Si continua a fare lo spezzatino del patrimonio sportivo pubblico, come fu all’inizio delle convenzioni delle corsie, Dalle Nogare docet; oggi ha solo preso una forma più imprenditoriale. Intanto ci dicono che c’è un buco di bilancio di 880.000 € già a carico della piscina “ex scoperta”. In previsione poi abbiamo la ristrutturazione dello Sterlino (mutui che si prevedono attorno ai 5 milioni di €) che, si sapeva già da molto tempo, aveva bisogno di manutenzione; anche per questo la cessione da parte del CONI. Dall’articolo di Pellerano apprendiamo che è ancora aperto il problema manutenzione straordinaria e si cita “un organismo ad hoc (chiamato cda della società di progetto) nominato dall’ATI…”. Ci chiediamo con quali garanzia rispetto a manufatti pubblici, la manovra ci sembra ancora una volta fatta per aggirare le norme sugli appalti pubblici.

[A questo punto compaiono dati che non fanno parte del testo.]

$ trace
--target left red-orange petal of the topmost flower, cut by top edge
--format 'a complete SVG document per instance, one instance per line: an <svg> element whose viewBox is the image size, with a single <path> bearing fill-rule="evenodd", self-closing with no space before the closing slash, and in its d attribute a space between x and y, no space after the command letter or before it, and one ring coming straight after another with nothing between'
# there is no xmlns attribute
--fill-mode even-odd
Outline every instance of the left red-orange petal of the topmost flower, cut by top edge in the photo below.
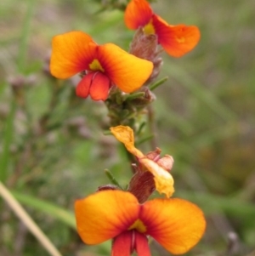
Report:
<svg viewBox="0 0 255 256"><path fill-rule="evenodd" d="M124 14L125 24L129 29L137 29L149 23L153 12L146 0L131 0Z"/></svg>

Ancora dall’articolo: “Subito dopo l’aggiudicazione che dovrebbe arrivare a luglio”. Ancora una domanda ai politici: il nuovo consiglio comunale potrà chiedere lumi su queste strane manovre o saranno già operative?
Registriamo che lo smantellamento pluriennali degli uffici comunali e dei relativi servizi sportivi (ma non solo.) ci portano a toccare con mano ciò che sta succedendo: il passaggio progressivo dal pubblico al privato, che di sociale ha sempre meno, evidenziando una sorta di consorteria per i servizi sportivi, oppure se vogliamo chiamarla in altro modo, di oligopolio.
È questa la sussidiarietà che l’Italia e Bologna in primis vogliono mettere in campo e non solo per lo sport? Tra le pieghe sul merito di tutte queste operazioni potremmo far intervenire la Corte dei Conti?